Thursday, August 22, 2013

The 4400 Season 4 Disk 2

Episode 5: Try the Pie
This was a building episode, laying the groundwork for things to come. We had Maya back in the story, so that was good I guess, except that the actress still kind of gives me the creeps. I don't know what it is about her, but she gets the hair on the back of my neck standing up sometimes. Weird.
The road map for the rest of the show has been laid out in this episode. Sure, I have the advance knowledge that the show was not coming for a fifth season, but I think even without that, I would have known. It is much better to know for sure though, since I have hope that they actually will wrap the show up, where if I was watching this when it aired I would be afraid that they were just going to drag it on forever.
Based on the name of the episode and the fact that this show is set largely in Washington state, I was hoping for a nod to Twin Peaks, and maybe I got a little one when Tom finally ate a piece of the pie and as he finishes turns to the room and calls for a cup of coffee. Kind of weak if it was a nod, likely my just wanting to see a connection.

Episode 6: The Marked
This episode kind of rocked. It reminded me of the Lone Gunmen episodes of the X-Files, whacky and conspiracy filled and in fact so whacky that what they would claim was going on made a warped kind of sense. Not the confused with the series spin-off The Lone Gunmen, which was for the most part, lame.
This was the introduction of a conspiracy of agents sent back from the future to battle against the 4400. The revelation was handled in a pretty unique way, I thought. One of the 4400s makes really bad movies - he writes them, directs them and stars in them. He claims that his ability is manifested while writing the scripts and that the movies are real, in which case he revealed where Jimmy Hoffa was married and the real assassin who killed JFK. The movies look so awful that even Mystery Science Theatre 3000 wouldn't watch them. But, like several of the regulars, i would so watch every one.
The drawback to this episode was that the revelation of the conspiracy was somewhat heavy-handed. The X-Files took three years to reveal what the 4400 did in 20 minutes or so. How are we going to be drawn in if they give away a lot of their secrets at the start? Wait and see, I suppose.
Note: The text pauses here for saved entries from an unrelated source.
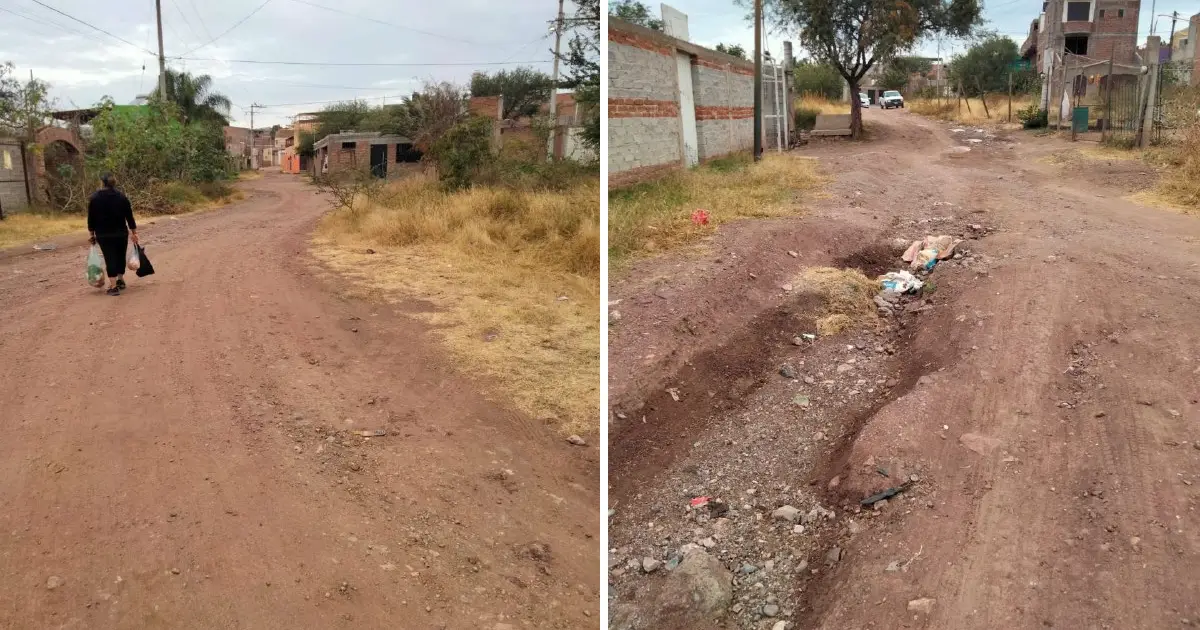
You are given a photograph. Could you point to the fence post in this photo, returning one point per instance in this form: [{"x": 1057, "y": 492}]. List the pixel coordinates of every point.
[
  {"x": 1108, "y": 103},
  {"x": 1009, "y": 96}
]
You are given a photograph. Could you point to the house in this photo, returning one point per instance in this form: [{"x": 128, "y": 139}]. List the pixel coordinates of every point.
[
  {"x": 565, "y": 142},
  {"x": 385, "y": 156},
  {"x": 1084, "y": 36}
]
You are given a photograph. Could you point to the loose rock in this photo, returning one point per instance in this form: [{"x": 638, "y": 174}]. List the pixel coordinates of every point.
[
  {"x": 923, "y": 605},
  {"x": 786, "y": 513}
]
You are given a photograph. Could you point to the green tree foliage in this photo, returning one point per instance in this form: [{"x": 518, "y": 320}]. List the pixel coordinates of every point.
[
  {"x": 196, "y": 99},
  {"x": 423, "y": 117},
  {"x": 985, "y": 66},
  {"x": 855, "y": 35},
  {"x": 635, "y": 12},
  {"x": 24, "y": 106},
  {"x": 811, "y": 77},
  {"x": 732, "y": 49},
  {"x": 462, "y": 151},
  {"x": 582, "y": 69},
  {"x": 523, "y": 89}
]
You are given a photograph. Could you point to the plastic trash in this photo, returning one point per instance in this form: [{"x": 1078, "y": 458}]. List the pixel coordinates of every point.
[
  {"x": 95, "y": 268},
  {"x": 900, "y": 282}
]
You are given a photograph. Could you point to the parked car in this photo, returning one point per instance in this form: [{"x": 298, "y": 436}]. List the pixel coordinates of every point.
[{"x": 891, "y": 99}]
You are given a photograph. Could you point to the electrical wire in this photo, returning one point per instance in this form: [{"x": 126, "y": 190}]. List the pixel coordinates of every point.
[
  {"x": 239, "y": 23},
  {"x": 364, "y": 64},
  {"x": 389, "y": 23},
  {"x": 91, "y": 27}
]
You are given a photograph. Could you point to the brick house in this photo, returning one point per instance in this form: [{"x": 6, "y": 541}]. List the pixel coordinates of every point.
[
  {"x": 385, "y": 156},
  {"x": 1085, "y": 36},
  {"x": 565, "y": 142}
]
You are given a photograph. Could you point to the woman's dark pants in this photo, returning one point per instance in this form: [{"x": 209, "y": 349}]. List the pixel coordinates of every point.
[{"x": 114, "y": 247}]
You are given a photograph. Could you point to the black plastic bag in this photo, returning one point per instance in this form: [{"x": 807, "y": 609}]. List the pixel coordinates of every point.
[{"x": 145, "y": 268}]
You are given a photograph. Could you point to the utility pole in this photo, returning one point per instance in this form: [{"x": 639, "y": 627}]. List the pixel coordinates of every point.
[
  {"x": 1170, "y": 37},
  {"x": 553, "y": 83},
  {"x": 757, "y": 81},
  {"x": 253, "y": 159},
  {"x": 162, "y": 57}
]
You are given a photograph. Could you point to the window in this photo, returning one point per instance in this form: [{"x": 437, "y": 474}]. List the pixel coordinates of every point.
[
  {"x": 1077, "y": 45},
  {"x": 1079, "y": 11},
  {"x": 405, "y": 153}
]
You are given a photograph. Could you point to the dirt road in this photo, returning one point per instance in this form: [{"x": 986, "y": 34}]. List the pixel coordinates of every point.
[
  {"x": 184, "y": 455},
  {"x": 1047, "y": 397}
]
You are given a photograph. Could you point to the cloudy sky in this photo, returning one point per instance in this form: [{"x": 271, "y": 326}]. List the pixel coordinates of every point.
[
  {"x": 444, "y": 40},
  {"x": 712, "y": 22}
]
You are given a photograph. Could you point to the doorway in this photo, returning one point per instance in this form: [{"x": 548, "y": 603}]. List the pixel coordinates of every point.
[{"x": 379, "y": 160}]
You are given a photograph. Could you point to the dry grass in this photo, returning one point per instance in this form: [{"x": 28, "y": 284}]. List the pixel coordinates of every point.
[
  {"x": 847, "y": 295},
  {"x": 515, "y": 277},
  {"x": 657, "y": 216},
  {"x": 821, "y": 103},
  {"x": 969, "y": 111},
  {"x": 29, "y": 227}
]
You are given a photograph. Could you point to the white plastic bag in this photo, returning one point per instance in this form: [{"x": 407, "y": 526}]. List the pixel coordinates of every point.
[{"x": 95, "y": 268}]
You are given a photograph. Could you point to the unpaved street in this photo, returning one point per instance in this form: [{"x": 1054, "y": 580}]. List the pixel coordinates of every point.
[
  {"x": 186, "y": 455},
  {"x": 1044, "y": 402}
]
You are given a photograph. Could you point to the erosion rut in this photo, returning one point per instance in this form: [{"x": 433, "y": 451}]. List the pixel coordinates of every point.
[{"x": 185, "y": 455}]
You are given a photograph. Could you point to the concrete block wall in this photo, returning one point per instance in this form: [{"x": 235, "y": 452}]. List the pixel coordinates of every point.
[{"x": 645, "y": 121}]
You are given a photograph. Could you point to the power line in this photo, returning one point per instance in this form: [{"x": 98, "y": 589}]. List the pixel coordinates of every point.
[
  {"x": 388, "y": 23},
  {"x": 187, "y": 22},
  {"x": 90, "y": 27},
  {"x": 365, "y": 64},
  {"x": 259, "y": 7},
  {"x": 198, "y": 16}
]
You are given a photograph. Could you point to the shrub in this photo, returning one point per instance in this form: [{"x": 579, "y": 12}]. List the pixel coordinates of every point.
[{"x": 462, "y": 151}]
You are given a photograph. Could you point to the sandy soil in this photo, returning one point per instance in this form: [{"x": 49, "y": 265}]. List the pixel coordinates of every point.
[
  {"x": 1045, "y": 400},
  {"x": 186, "y": 455}
]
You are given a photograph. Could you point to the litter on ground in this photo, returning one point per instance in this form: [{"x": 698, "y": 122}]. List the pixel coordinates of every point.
[{"x": 900, "y": 282}]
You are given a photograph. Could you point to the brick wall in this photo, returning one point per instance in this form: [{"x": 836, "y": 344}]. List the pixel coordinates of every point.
[{"x": 645, "y": 119}]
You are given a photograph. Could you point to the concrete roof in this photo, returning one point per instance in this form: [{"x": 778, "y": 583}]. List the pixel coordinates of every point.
[{"x": 372, "y": 137}]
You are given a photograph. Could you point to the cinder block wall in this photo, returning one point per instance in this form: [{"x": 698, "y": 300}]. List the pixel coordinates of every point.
[{"x": 645, "y": 121}]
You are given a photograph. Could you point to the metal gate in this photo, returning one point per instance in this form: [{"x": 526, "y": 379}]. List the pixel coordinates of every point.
[
  {"x": 13, "y": 185},
  {"x": 1122, "y": 114},
  {"x": 1175, "y": 101},
  {"x": 774, "y": 107}
]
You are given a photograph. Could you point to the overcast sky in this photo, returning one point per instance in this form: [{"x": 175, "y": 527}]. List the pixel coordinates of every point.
[
  {"x": 83, "y": 65},
  {"x": 712, "y": 22}
]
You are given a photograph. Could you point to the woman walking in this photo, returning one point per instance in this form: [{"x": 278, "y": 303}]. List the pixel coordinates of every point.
[{"x": 111, "y": 223}]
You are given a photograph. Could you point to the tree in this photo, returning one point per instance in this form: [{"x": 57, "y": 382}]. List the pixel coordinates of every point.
[
  {"x": 523, "y": 89},
  {"x": 855, "y": 35},
  {"x": 196, "y": 100},
  {"x": 24, "y": 107},
  {"x": 582, "y": 61},
  {"x": 732, "y": 49},
  {"x": 635, "y": 12},
  {"x": 985, "y": 66}
]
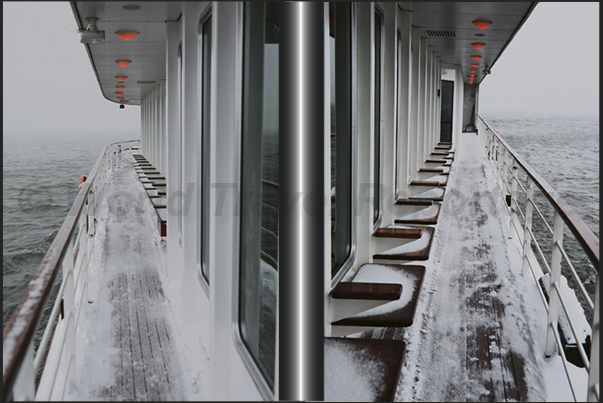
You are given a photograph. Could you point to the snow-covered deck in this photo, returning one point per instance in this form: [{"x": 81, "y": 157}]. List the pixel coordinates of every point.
[
  {"x": 479, "y": 329},
  {"x": 126, "y": 345}
]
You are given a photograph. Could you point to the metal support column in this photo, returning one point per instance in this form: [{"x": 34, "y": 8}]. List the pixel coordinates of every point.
[{"x": 301, "y": 201}]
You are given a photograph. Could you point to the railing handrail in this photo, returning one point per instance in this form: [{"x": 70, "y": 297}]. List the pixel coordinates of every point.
[
  {"x": 584, "y": 235},
  {"x": 20, "y": 329}
]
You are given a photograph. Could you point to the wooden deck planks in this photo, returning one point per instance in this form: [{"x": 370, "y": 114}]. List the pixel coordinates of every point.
[{"x": 143, "y": 368}]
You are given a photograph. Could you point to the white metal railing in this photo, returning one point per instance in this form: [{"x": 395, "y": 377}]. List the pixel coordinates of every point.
[
  {"x": 269, "y": 255},
  {"x": 69, "y": 255},
  {"x": 510, "y": 171}
]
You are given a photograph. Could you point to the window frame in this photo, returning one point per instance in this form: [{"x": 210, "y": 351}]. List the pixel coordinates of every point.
[
  {"x": 203, "y": 145},
  {"x": 349, "y": 262},
  {"x": 377, "y": 126}
]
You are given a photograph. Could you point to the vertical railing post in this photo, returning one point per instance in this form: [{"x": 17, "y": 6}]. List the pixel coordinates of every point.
[
  {"x": 555, "y": 276},
  {"x": 514, "y": 205},
  {"x": 527, "y": 237},
  {"x": 501, "y": 163},
  {"x": 593, "y": 373},
  {"x": 24, "y": 387},
  {"x": 69, "y": 301}
]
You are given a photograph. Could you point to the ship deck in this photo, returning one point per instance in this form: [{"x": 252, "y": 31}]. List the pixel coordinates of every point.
[
  {"x": 479, "y": 328},
  {"x": 127, "y": 349}
]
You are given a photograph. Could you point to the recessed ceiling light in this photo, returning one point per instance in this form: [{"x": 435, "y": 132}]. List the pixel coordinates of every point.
[{"x": 131, "y": 7}]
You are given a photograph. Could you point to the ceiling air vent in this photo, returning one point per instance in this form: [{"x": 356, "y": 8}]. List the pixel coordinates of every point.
[{"x": 440, "y": 33}]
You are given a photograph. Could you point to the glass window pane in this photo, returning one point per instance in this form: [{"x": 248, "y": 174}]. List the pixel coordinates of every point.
[
  {"x": 259, "y": 186},
  {"x": 205, "y": 64},
  {"x": 377, "y": 128},
  {"x": 341, "y": 133}
]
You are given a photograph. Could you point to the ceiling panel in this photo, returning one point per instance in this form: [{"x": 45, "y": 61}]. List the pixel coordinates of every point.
[{"x": 147, "y": 49}]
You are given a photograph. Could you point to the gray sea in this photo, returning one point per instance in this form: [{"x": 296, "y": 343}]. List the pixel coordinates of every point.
[
  {"x": 40, "y": 179},
  {"x": 41, "y": 175}
]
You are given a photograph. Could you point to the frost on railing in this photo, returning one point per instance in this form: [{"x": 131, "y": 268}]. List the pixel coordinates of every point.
[
  {"x": 43, "y": 374},
  {"x": 560, "y": 252}
]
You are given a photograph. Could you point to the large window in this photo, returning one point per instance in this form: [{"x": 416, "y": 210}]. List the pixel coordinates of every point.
[
  {"x": 377, "y": 113},
  {"x": 340, "y": 33},
  {"x": 203, "y": 168},
  {"x": 259, "y": 185}
]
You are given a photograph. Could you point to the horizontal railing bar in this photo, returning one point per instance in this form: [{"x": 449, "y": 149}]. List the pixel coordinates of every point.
[
  {"x": 267, "y": 256},
  {"x": 542, "y": 218},
  {"x": 270, "y": 183},
  {"x": 564, "y": 359},
  {"x": 269, "y": 232},
  {"x": 584, "y": 235},
  {"x": 576, "y": 277},
  {"x": 537, "y": 245},
  {"x": 21, "y": 327}
]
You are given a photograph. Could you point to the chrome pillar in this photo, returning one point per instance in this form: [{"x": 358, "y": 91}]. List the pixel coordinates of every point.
[{"x": 301, "y": 201}]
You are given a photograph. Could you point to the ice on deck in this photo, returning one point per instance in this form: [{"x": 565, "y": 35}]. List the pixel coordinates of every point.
[
  {"x": 479, "y": 329},
  {"x": 126, "y": 346}
]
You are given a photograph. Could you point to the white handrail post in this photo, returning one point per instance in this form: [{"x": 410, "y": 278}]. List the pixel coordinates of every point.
[
  {"x": 501, "y": 163},
  {"x": 514, "y": 182},
  {"x": 24, "y": 387},
  {"x": 593, "y": 373},
  {"x": 555, "y": 276},
  {"x": 527, "y": 238},
  {"x": 69, "y": 301}
]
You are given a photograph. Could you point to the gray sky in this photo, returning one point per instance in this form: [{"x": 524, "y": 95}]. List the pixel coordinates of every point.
[
  {"x": 49, "y": 85},
  {"x": 552, "y": 66}
]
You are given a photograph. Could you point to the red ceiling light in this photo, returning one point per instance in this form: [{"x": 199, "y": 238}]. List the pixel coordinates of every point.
[
  {"x": 127, "y": 35},
  {"x": 123, "y": 62},
  {"x": 482, "y": 23}
]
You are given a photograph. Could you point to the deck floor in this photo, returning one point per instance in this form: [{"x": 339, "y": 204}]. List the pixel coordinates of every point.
[
  {"x": 130, "y": 352},
  {"x": 469, "y": 341}
]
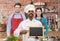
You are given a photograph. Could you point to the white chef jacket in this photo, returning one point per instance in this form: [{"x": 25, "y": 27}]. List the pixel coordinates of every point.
[{"x": 24, "y": 25}]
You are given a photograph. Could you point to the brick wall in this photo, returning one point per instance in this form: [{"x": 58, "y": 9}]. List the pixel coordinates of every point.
[{"x": 6, "y": 6}]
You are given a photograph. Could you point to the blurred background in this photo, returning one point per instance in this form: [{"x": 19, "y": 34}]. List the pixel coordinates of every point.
[{"x": 51, "y": 10}]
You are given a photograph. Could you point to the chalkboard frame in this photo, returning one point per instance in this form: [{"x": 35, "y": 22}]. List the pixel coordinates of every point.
[{"x": 38, "y": 36}]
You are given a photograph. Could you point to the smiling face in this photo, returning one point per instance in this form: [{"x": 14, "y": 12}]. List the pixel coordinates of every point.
[
  {"x": 38, "y": 12},
  {"x": 17, "y": 8},
  {"x": 30, "y": 14}
]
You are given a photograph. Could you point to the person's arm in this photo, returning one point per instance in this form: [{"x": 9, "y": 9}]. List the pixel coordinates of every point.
[
  {"x": 24, "y": 17},
  {"x": 9, "y": 26},
  {"x": 46, "y": 26},
  {"x": 20, "y": 30}
]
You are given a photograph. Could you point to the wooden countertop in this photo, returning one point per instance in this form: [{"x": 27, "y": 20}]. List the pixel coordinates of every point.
[{"x": 54, "y": 33}]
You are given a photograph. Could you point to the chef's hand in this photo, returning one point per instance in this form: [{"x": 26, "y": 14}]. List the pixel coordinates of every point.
[
  {"x": 23, "y": 32},
  {"x": 36, "y": 37}
]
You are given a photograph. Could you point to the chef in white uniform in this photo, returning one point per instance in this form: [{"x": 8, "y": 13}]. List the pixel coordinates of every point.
[{"x": 23, "y": 27}]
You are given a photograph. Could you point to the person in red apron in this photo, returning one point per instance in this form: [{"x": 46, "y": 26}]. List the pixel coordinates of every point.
[{"x": 15, "y": 19}]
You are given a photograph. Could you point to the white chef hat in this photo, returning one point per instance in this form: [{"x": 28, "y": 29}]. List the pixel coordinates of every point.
[{"x": 29, "y": 7}]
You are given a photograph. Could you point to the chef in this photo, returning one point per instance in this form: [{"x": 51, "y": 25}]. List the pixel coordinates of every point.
[
  {"x": 14, "y": 19},
  {"x": 23, "y": 28}
]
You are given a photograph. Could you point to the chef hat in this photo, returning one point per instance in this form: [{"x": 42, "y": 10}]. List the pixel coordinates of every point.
[{"x": 29, "y": 7}]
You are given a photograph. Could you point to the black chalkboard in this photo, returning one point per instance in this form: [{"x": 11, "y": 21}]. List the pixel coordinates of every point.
[{"x": 36, "y": 31}]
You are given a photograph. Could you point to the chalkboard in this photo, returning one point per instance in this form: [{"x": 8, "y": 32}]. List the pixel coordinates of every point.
[{"x": 35, "y": 31}]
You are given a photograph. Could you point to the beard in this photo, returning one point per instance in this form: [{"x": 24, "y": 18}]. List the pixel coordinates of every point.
[{"x": 31, "y": 15}]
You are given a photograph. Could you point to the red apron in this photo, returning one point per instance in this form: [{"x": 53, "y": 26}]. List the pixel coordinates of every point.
[{"x": 15, "y": 23}]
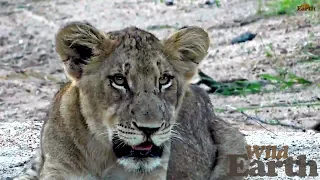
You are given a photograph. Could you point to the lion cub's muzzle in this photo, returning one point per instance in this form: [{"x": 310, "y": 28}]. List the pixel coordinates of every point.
[{"x": 140, "y": 142}]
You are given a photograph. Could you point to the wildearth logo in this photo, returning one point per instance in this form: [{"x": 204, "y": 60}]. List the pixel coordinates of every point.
[
  {"x": 275, "y": 157},
  {"x": 306, "y": 7}
]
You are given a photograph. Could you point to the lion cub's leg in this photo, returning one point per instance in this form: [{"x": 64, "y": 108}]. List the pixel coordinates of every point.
[{"x": 229, "y": 140}]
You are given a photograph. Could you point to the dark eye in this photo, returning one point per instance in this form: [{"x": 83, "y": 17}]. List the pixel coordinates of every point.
[
  {"x": 118, "y": 79},
  {"x": 165, "y": 81}
]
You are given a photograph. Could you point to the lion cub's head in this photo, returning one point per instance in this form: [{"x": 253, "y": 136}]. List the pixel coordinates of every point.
[{"x": 131, "y": 85}]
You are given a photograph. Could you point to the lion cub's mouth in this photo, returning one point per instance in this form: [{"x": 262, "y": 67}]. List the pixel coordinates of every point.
[{"x": 143, "y": 150}]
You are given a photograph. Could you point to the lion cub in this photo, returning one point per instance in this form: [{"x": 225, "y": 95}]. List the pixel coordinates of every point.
[{"x": 129, "y": 111}]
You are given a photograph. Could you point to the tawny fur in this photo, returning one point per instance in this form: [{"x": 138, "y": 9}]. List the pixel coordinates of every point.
[{"x": 85, "y": 113}]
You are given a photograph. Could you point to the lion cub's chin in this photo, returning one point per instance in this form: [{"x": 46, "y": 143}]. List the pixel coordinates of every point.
[{"x": 140, "y": 165}]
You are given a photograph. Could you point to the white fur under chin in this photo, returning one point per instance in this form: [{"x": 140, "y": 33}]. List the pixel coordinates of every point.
[{"x": 140, "y": 166}]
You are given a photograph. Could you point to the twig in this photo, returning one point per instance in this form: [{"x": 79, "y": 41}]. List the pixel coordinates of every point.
[
  {"x": 20, "y": 164},
  {"x": 260, "y": 121}
]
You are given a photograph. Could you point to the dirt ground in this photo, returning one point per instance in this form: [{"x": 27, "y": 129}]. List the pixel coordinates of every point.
[{"x": 30, "y": 71}]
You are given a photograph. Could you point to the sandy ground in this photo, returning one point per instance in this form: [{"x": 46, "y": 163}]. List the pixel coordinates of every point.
[{"x": 30, "y": 71}]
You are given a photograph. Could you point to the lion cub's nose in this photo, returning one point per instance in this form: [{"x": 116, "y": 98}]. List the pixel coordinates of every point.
[{"x": 148, "y": 131}]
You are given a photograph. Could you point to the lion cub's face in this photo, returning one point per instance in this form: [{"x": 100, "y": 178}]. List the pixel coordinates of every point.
[{"x": 131, "y": 85}]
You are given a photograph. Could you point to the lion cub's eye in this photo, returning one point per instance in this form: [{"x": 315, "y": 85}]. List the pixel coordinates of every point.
[
  {"x": 165, "y": 81},
  {"x": 119, "y": 80}
]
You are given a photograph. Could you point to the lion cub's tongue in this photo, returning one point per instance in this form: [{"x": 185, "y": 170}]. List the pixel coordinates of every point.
[{"x": 143, "y": 147}]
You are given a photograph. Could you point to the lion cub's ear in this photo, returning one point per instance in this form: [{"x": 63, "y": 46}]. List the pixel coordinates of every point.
[
  {"x": 78, "y": 43},
  {"x": 186, "y": 49}
]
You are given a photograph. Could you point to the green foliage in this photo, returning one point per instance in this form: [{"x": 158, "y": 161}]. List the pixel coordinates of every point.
[
  {"x": 284, "y": 80},
  {"x": 280, "y": 7}
]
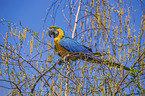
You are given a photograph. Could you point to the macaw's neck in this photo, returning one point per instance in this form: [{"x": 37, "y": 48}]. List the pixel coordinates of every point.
[{"x": 60, "y": 35}]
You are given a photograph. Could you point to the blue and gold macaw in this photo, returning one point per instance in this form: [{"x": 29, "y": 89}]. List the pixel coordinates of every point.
[{"x": 65, "y": 46}]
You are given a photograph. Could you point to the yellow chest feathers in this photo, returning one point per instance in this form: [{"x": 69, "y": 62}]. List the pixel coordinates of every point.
[{"x": 62, "y": 51}]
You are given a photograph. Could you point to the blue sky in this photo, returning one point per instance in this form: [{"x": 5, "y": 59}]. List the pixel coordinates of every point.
[{"x": 31, "y": 13}]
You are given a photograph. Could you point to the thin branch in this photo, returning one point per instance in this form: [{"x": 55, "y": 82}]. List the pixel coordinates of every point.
[
  {"x": 76, "y": 19},
  {"x": 116, "y": 91}
]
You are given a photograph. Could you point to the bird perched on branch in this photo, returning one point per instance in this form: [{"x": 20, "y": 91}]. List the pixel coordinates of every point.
[{"x": 69, "y": 48}]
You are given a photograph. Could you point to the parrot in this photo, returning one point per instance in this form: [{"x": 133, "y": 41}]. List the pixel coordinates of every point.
[{"x": 67, "y": 47}]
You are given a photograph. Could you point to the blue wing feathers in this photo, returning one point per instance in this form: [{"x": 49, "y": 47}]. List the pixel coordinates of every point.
[{"x": 73, "y": 46}]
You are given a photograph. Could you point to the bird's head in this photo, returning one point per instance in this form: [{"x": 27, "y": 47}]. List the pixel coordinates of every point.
[{"x": 55, "y": 31}]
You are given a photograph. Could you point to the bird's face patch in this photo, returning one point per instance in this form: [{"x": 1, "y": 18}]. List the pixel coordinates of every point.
[{"x": 53, "y": 32}]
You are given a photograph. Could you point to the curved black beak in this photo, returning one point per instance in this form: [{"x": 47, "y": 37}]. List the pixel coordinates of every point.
[{"x": 51, "y": 32}]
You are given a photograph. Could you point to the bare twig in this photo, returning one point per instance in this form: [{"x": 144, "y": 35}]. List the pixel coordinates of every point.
[{"x": 76, "y": 19}]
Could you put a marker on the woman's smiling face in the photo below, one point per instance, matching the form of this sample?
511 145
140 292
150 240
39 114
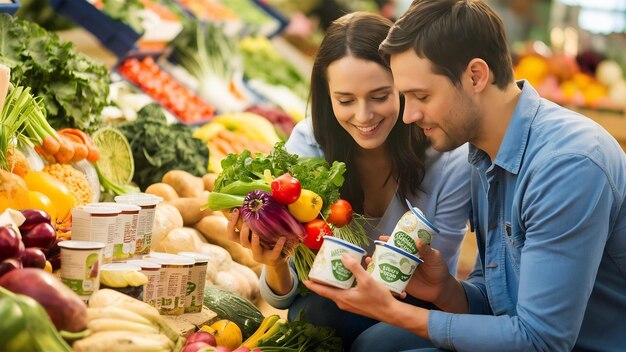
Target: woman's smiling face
364 99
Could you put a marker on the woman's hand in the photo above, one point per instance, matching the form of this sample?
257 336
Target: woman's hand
248 239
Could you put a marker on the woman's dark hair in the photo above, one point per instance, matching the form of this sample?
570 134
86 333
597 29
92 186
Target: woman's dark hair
359 35
450 33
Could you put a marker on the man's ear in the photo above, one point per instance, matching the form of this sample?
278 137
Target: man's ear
478 73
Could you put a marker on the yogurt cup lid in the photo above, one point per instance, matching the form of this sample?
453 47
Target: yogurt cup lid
169 259
100 209
399 251
198 257
120 267
81 245
144 264
345 243
120 206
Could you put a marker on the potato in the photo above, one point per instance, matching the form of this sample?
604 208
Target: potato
185 184
162 190
209 181
190 209
213 228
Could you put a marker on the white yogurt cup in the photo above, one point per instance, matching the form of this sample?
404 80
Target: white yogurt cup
98 224
194 297
392 266
125 236
145 221
327 267
412 225
152 291
80 266
177 270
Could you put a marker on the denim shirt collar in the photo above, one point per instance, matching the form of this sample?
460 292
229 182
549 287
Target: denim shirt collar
514 143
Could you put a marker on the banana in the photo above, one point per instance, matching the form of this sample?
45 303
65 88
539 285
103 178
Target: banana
116 313
119 341
265 326
110 324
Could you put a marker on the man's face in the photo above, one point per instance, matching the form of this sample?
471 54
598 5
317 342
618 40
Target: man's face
444 111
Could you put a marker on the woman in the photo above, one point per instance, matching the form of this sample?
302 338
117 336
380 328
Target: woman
356 114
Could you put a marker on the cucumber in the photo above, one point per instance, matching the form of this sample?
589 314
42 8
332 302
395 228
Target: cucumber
237 309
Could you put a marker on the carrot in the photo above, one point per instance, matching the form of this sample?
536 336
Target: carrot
50 145
66 151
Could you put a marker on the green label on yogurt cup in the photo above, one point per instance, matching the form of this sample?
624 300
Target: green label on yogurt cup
339 271
390 273
404 241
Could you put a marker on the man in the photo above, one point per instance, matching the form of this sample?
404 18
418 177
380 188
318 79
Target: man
548 202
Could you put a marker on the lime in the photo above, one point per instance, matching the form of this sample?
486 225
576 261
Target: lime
116 158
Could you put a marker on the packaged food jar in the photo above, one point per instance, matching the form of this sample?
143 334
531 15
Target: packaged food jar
145 221
96 224
194 297
327 267
412 225
176 270
80 266
392 266
125 278
125 236
152 291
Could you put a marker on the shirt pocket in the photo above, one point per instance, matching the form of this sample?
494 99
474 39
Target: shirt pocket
514 240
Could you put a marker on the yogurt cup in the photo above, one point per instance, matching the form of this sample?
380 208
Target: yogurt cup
128 274
124 241
412 225
327 267
98 224
80 266
392 266
194 297
176 270
145 220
Episode 7: Till We Have Built Jerusalem
I appreciate when a series focuses on telling a story and uses elements from earlier seasons, proving that they weren't just a throw-away plot device. What I really like is when they reward me by not wasting time explaining something that I already know. It's like my fanboydom gets to be it's own reward.
I know that this is episode 7 and there are 13 episodes in the final season. While this was probably the best episode this season thus far, I have to wonder about why it happened so early. There was a confrontation between the government and the 4400 and both sides showed their hands, albeit a brief peak, to the viewers. I hope that they don't do what a lot of shows do after a big episode and just give me a couple of throw away episodes, but I have to wonder what they are going to fill up the last half of the season with. Obviously, my promicon ability is not seeing the future.

Episode 8: No Exit
Remember that bit above where I was fearing that since ep 7 was a big episode relatively early in the season that they were going to give me a throw-away episode next? Totally called it. Wished I'd been wrong.
I was hoping with a name like 'No Exit' that there would at least be allusions to Sartre's play, but instead we got a literal interpretation. In some respects, I am willing to concede that there was a slight similarity to the play, but really it's only in the set up. In the play, we discover that hell is other people, in the episode we discover that people we didn't like really aren't too bad when a building is trying to kill us. That, and Tom has a little ting for his boss, but mostly the first bit.
I've got to say that if my ability were to trap people in a game like scenario while we were asleep so that they would lean to work together, I would feel totally ripped off. I guess if it could be just a game that was cooked up from our collective subconsciousness (esseses) that might be cool, but only if I knew going in that death in the game did not mean death in the real world. Still, it's an ability I would want my friend to get, not me, because it's a pretty lame ability.